Ginger shots are a buzzy beverage on social media right now, and for good reason. The spicy sipper packs a ton of health benefits. But where it really shines, say experts, is bolstering your immune system against colds, flu and other viruses. The best part: You can tap into these potent health benefits by making your own ginger shots at home in minutes. Here, top natural health experts reveal what ginger shots can do for you and share how to whip up your own delicious elixir.
What are ginger shots?
“A shot of fresh ginger juice is a concentrated extract of fresh ginger in its most potent, absorbable form, making it an excellent choice,” explains Michelle Schoffro Cook, PhD, DNM, the author of Super-Powered Immunity: Natural Remedies for 21st Century Viruses and Superbugs. These small drinks are typically around 2 oz. And because they’re absorbed faster than when ginger is used in dried or in pill form, they’re “more potent than tea, candy, pills, or adding it to your smoothie,” says Schoffro Cook. “That means it works quickly and effectively.”
Ginger root has been used as a health-boosting tonic in ancient India and China for more than 5,000 years. And while it’s the star of this modern-day tonic, you’ll find most people mix ginger shots with other ingredients like lemon, honey, or turmeric to help offset the spice’s naturally strong taste. Making your own ginger shots at home will give you the freshest, most potent sipper. But you can also find pre-made bottled varieties at supermarkets and health food stores for those days when you’re short on time.
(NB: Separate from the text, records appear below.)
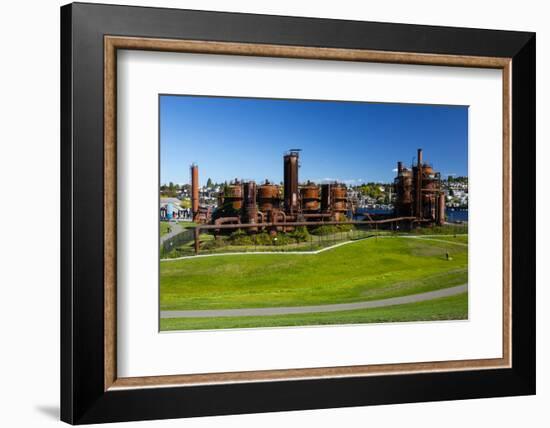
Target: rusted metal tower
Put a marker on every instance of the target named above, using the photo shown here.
(291, 165)
(194, 190)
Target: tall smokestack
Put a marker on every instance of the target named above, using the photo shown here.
(419, 157)
(419, 184)
(441, 209)
(195, 190)
(291, 181)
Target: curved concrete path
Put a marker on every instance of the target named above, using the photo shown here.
(451, 291)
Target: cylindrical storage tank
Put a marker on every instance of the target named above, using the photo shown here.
(338, 200)
(233, 195)
(311, 200)
(441, 208)
(249, 200)
(170, 211)
(291, 182)
(268, 197)
(325, 197)
(407, 183)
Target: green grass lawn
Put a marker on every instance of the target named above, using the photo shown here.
(445, 308)
(164, 226)
(363, 270)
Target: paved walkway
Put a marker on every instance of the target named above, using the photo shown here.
(451, 291)
(305, 253)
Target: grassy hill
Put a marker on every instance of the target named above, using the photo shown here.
(363, 270)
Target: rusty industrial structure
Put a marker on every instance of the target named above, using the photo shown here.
(419, 199)
(257, 206)
(419, 193)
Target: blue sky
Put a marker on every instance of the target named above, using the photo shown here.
(346, 141)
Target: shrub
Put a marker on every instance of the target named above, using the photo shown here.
(300, 234)
(263, 239)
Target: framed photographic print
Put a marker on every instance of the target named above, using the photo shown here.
(264, 213)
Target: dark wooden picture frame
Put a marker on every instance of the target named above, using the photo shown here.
(90, 389)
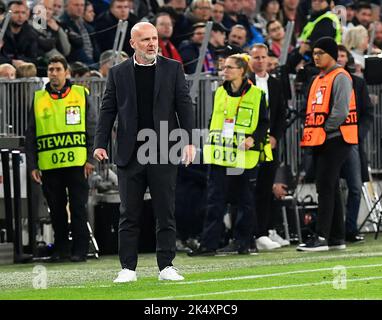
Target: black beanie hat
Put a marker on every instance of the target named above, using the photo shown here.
(328, 45)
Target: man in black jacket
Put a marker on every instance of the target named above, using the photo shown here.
(267, 170)
(20, 39)
(106, 25)
(150, 96)
(355, 168)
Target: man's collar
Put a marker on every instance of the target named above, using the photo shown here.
(144, 65)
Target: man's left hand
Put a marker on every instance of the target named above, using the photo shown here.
(88, 169)
(189, 153)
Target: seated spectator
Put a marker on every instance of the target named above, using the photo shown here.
(79, 69)
(218, 11)
(106, 25)
(106, 61)
(26, 70)
(83, 45)
(164, 25)
(52, 39)
(7, 71)
(238, 36)
(89, 13)
(20, 39)
(276, 36)
(189, 51)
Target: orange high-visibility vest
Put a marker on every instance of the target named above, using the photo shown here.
(317, 111)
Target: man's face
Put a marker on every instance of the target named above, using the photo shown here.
(57, 74)
(342, 59)
(217, 12)
(145, 42)
(259, 60)
(364, 16)
(237, 37)
(164, 27)
(120, 10)
(76, 8)
(276, 31)
(198, 35)
(233, 6)
(291, 4)
(203, 11)
(19, 14)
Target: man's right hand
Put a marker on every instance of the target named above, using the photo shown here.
(36, 176)
(100, 154)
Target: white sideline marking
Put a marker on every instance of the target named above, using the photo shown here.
(260, 289)
(272, 274)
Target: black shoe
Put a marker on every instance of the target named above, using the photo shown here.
(201, 252)
(75, 258)
(335, 244)
(314, 244)
(354, 237)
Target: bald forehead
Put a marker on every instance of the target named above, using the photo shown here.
(141, 28)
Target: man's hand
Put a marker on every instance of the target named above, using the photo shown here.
(279, 190)
(88, 169)
(100, 154)
(189, 153)
(36, 176)
(247, 144)
(273, 142)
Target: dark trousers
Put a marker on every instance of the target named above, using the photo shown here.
(55, 184)
(218, 185)
(351, 172)
(133, 181)
(264, 197)
(329, 159)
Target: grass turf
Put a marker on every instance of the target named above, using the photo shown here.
(280, 274)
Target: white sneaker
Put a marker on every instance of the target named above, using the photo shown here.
(276, 238)
(264, 243)
(170, 273)
(126, 275)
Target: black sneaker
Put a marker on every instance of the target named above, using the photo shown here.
(335, 244)
(314, 244)
(354, 237)
(201, 252)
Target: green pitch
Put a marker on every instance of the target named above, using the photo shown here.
(355, 273)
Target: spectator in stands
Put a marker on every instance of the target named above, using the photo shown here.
(355, 168)
(79, 70)
(106, 26)
(52, 40)
(218, 11)
(233, 16)
(266, 236)
(322, 23)
(106, 61)
(20, 39)
(89, 13)
(363, 15)
(83, 45)
(225, 169)
(238, 36)
(7, 71)
(291, 11)
(249, 10)
(269, 10)
(189, 51)
(163, 23)
(58, 8)
(276, 36)
(26, 70)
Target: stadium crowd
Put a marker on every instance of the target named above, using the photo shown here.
(83, 32)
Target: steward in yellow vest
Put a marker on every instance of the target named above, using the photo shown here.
(238, 130)
(59, 143)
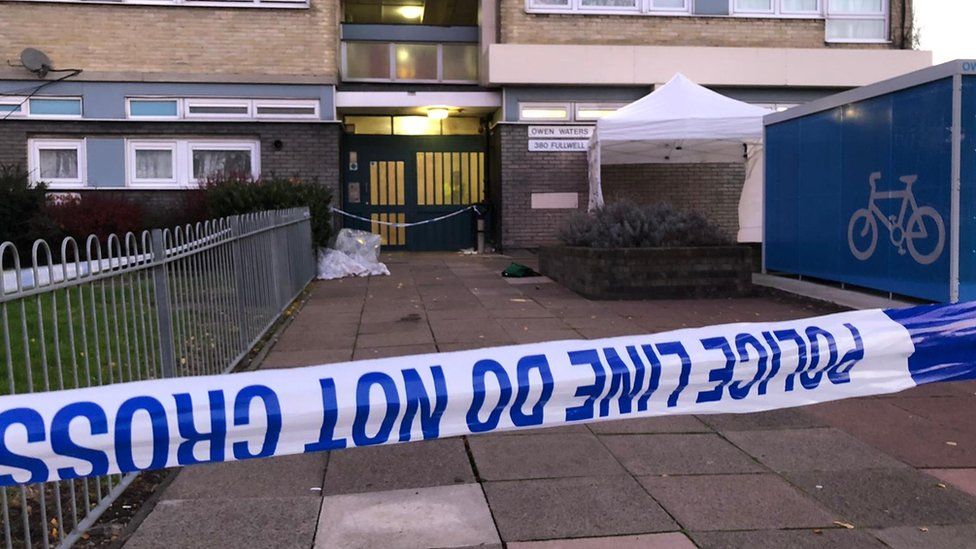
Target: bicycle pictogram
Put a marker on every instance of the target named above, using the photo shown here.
(922, 234)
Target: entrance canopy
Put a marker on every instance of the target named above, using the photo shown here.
(684, 123)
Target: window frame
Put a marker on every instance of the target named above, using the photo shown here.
(34, 147)
(391, 49)
(134, 145)
(884, 16)
(190, 102)
(252, 146)
(183, 159)
(128, 107)
(568, 105)
(237, 4)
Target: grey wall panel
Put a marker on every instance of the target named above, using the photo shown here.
(106, 161)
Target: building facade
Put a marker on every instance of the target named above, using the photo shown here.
(409, 109)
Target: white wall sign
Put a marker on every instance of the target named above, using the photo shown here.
(560, 132)
(558, 145)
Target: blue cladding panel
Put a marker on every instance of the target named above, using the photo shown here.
(153, 108)
(967, 213)
(818, 178)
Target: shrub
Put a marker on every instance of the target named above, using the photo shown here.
(627, 225)
(22, 216)
(233, 195)
(99, 213)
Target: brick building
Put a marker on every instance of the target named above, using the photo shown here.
(409, 109)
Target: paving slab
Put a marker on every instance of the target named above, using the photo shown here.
(790, 418)
(440, 462)
(574, 507)
(679, 454)
(363, 353)
(929, 537)
(256, 523)
(736, 502)
(670, 540)
(815, 538)
(651, 425)
(887, 497)
(542, 456)
(294, 359)
(821, 449)
(285, 476)
(444, 516)
(962, 479)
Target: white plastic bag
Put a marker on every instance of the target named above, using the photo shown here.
(357, 254)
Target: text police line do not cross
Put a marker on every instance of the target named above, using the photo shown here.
(721, 369)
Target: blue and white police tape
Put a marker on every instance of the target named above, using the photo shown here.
(720, 369)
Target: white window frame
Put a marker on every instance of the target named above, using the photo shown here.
(286, 103)
(253, 146)
(190, 103)
(778, 12)
(183, 159)
(884, 15)
(257, 4)
(568, 105)
(34, 147)
(128, 107)
(582, 105)
(133, 145)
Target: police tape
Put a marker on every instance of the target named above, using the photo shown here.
(733, 368)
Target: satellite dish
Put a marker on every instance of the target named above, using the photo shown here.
(36, 61)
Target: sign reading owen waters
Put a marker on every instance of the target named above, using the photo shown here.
(559, 138)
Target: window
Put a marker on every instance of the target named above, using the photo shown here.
(217, 108)
(209, 3)
(185, 163)
(566, 112)
(552, 112)
(154, 108)
(595, 111)
(411, 125)
(221, 108)
(790, 8)
(409, 62)
(60, 163)
(857, 21)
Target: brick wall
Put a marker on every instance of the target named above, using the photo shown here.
(518, 27)
(308, 150)
(167, 39)
(711, 189)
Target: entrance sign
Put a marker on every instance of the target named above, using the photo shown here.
(557, 145)
(733, 368)
(560, 132)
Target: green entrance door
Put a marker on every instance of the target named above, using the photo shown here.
(406, 179)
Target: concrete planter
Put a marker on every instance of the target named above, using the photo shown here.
(650, 273)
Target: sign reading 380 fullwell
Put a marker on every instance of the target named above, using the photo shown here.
(721, 369)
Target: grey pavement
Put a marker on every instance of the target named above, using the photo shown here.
(894, 471)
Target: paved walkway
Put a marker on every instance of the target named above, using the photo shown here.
(897, 471)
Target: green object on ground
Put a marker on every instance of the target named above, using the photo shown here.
(517, 270)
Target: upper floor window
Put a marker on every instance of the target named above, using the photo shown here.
(409, 62)
(200, 3)
(40, 107)
(60, 163)
(205, 108)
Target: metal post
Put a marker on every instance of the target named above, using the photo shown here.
(164, 313)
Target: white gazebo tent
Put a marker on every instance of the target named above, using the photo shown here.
(684, 123)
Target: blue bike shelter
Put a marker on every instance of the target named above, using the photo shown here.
(876, 186)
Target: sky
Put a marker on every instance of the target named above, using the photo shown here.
(946, 28)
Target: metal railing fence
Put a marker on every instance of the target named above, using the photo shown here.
(189, 301)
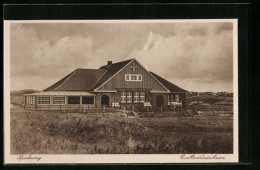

If you’re new to ginger shots, start slow. “Moderation is always recommended when first trying ginger shots,” says Kimberlee Blyden-Taylor, ND, MSc, chief medical officer at Sonoran University of Health Sciences in Tempe, AZ. A dose of pure ginger can potentially irritate your mouth or sinuses the first time you try it. To gradually adjust to this spicy sipper, try diluting your ginger shot in a small glass of water or apple juice, suggests Schoffro Cook. This lessens its impact on your mucous membranes.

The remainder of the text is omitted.